35
1 Y dijo Dios a Jacob: “Levántate, sube a Betel y habita allí; y haz allí un altar al Dios que se te apareció cuando huías de la presencia de tu hermano Esaú”.
2 Entonces Jacob dijo a su familia y a todos los que con él estaban: “Quitad los dioses ajenos que hay entre vosotros, purificaos y cambiad vuestros vestidos.
3 Levantémonos y subamos a Betel; y haré allí un altar al Dios que me respondió en el día de mi angustia, y que ha estado conmigo en el camino que he andado”.
4 Así dieron a Jacob todos los dioses ajenos que tenían en su poder, y los zarcillos que colgaban de sus orejas; y Jacob los escondió debajo de la encina que estaba junto a Siquem.
5 Y partieron; y el terror de Dios cayó sobre las ciudades que había en sus alrededores, y no persiguieron a los hijos de Jacob.
6 Y llegó Jacob a Luz (es decir, Betel), que está en la tierra de Canaán, él y todo el pueblo que con él estaba.
7 Y edificó allí un altar, y llamó al lugar El Betel, porque allí se le había revelado Dios cuando huía de la presencia de su hermano.
8 Entonces murió Débora, el ama de Rebeca, y fue sepultada al pie de Betel, debajo de una encina, la cual fue llamada Alón Bacut.
9 Y apareció Dios otra vez a Jacob, cuando había vuelto de Padán Aram, y le bendijo.
10 Y le dijo Dios: “Tu nombre es Jacob; no se llamará más tu nombre Jacob, sino Israel será tu nombre”. Y llamó su nombre Israel.
11 También le dijo Dios: “Yo soy el Dios Omnipotente: crece y multiplícate; una nación y un conjunto de naciones procederán de ti, y reyes saldrán de tus lomos.
12 La tierra que he dado a Abraham y a Isaac, te la daré a ti, y a tu descendencia después de ti daré la tierra”.
13 Y Dios se alejó de él, del lugar en donde había hablado con él.
14 Y Jacob erigió un pilar en el lugar donde Dios había hablado con él, un pilar de piedra; y derramó sobre él una libación, y echó sobre él aceite.
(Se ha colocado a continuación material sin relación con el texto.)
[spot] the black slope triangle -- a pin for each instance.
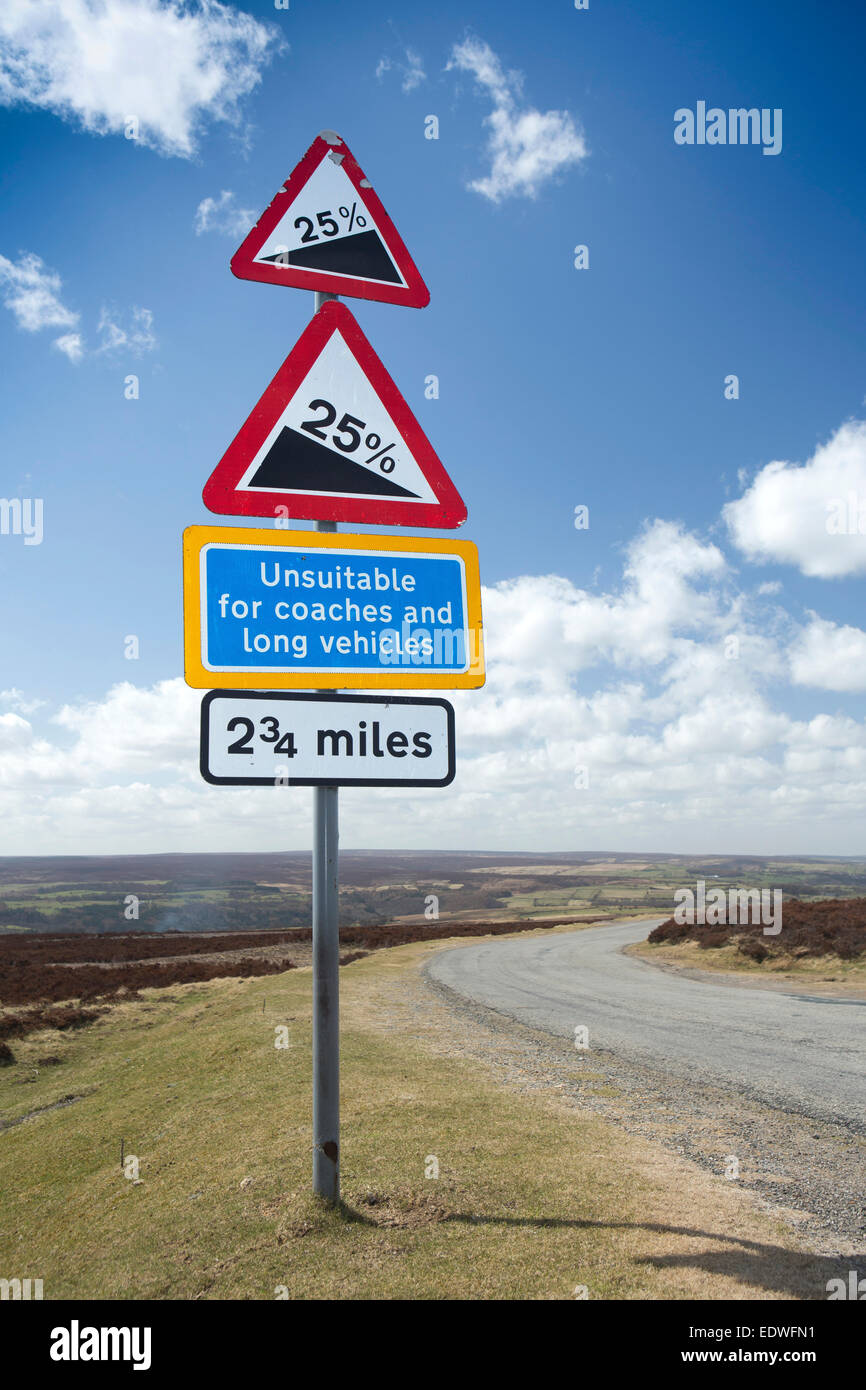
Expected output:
(296, 463)
(362, 255)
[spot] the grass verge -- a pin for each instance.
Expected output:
(528, 1203)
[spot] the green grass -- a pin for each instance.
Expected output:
(530, 1200)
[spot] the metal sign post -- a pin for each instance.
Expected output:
(325, 970)
(325, 993)
(270, 612)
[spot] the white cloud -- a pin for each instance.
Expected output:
(71, 345)
(809, 514)
(412, 70)
(223, 214)
(32, 292)
(136, 337)
(526, 146)
(168, 64)
(15, 699)
(830, 656)
(685, 748)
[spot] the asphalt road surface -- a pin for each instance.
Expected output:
(793, 1051)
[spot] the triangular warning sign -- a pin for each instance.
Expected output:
(327, 230)
(332, 439)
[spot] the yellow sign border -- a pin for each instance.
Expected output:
(398, 677)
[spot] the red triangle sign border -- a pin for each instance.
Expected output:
(243, 264)
(223, 496)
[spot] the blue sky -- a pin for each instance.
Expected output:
(559, 387)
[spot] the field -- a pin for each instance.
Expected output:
(455, 1186)
(253, 893)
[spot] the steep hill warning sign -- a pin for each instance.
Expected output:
(332, 439)
(327, 230)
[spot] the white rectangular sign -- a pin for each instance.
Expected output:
(257, 738)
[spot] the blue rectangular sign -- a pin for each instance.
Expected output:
(328, 606)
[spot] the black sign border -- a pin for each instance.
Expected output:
(325, 781)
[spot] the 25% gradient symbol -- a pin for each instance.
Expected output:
(348, 435)
(327, 224)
15 Y llamó Jacob el nombre de aquel lugar, donde Dios había hablado con él, Betel.
16 Partieron, pues, de Betel; y había aún como media legua de tierra para llegar a Efrata, cuando dio a luz Raquel, y hubo trabajo en su parto.
17 Y aconteció que, como había trabajo en su parto, le dijo la partera: “No temas, que también tendrás este hijo”.
18 Y aconteció que al salírsele el alma (pues murió), llamó su nombre Benoni; mas su padre lo llamó Benjamín.
19 Así murió Raquel, y fue sepultada en el camino de Efrata, la cual es Belén.
20 Y erigió Jacob un pilar sobre su sepultura; este es el pilar de la sepultura de Raquel hasta hoy.
21 E Israel partió, y plantó su tienda más allá de Migdal-eder.
22 Aconteció que, morando Israel en aquella tierra, fue Rubén y durmió con Bilha la concubina de su padre; y lo oyó Israel.
Y los hijos de Jacob fueron doce.
23 Los hijos de Lea: Rubén el primogénito de Jacob, y Simeón, Leví, Judá, Isacar y Zabulón.
24 Los hijos de Raquel: José y Benjamín.
25 Los hijos de Bilha, sierva de Raquel: Dan y Neftalí.
26 Y los hijos de Zilpa, sierva de Lea: Gad y Aser. Éstos son los hijos de Jacob, que le nacieron en Padán Aram.
27 Y vino Jacob a Isaac su padre a Mamre, a la ciudad de Quiriat Arba (que es Hebrón), donde habitaron Abraham e Isaac.
28 Y fueron los días de Isaac ciento ochenta años.
29 Y exhaló Isaac el espíritu, y murió, y fue reunido a su pueblo, anciano y lleno de días; y lo sepultaron Esaú y Jacob sus hijos.